The Boston Consulting Group - Chicago, IL
posted 11 days ago
Full-time - Mid Level
Chicago, IL
Professional, Scientific, and Technical Services
About the position
As a Cybersecurity Senior Consultant at BCG Platinion, you'll be given end-to-end responsibility for an individual 'module' within a BCG client engagement and begin to develop specialized knowledge to help you solve our clients' problems. You'll work on a variety of cybersecurity and digital risk topics, applying generalist consulting skills to strategic cybersecurity & digital risk questions.

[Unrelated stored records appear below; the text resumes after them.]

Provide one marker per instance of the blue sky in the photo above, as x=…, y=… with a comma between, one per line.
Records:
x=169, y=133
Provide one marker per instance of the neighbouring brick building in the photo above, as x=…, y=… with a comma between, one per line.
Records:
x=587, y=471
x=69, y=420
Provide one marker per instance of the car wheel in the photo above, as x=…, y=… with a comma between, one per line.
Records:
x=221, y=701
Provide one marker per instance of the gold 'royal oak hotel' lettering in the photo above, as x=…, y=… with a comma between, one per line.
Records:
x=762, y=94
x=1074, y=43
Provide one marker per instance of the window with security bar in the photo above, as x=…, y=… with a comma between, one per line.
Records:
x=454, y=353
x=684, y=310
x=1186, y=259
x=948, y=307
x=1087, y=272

We are looking for someone who can address our clients' strategic, organizational, managerial, and operational issues using the most advanced cybersecurity methodologies, tools, and techniques.
Responsibilities
- Understand the role technology plays in enabling businesses to execute their strategies and decomposing the cybersecurity implications of this relationship.

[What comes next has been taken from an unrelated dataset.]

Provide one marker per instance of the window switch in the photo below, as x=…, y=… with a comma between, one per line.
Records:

- Analyze cybersecurity standards, regulatory requirements, and best practices and translate that into a meaningful set of recommendations tailored to a client's unique environment and circumstances.
- Communicate complex and technical concepts in a concise and business value-centric written form.
- Implement cybersecurity transformation and culture change initiatives.
- Conduct cybersecurity assessments including gap analysis and roadmap development in multiple contexts, including organizations, product development, and cloud security.
- Develop cybersecurity strategies, policies, processes, and procedures to protect clients' internal infrastructure and their customers.
- Understand data protection, data security, and privacy drivers that influence organizations today.
- Develop cybersecurity business strategies for technology product vendors that are integrated in the organizations overall business strategy and increase revenue and profits.
- Work with leadership teams, including facilitating board and senior management cybersecurity awareness workshops.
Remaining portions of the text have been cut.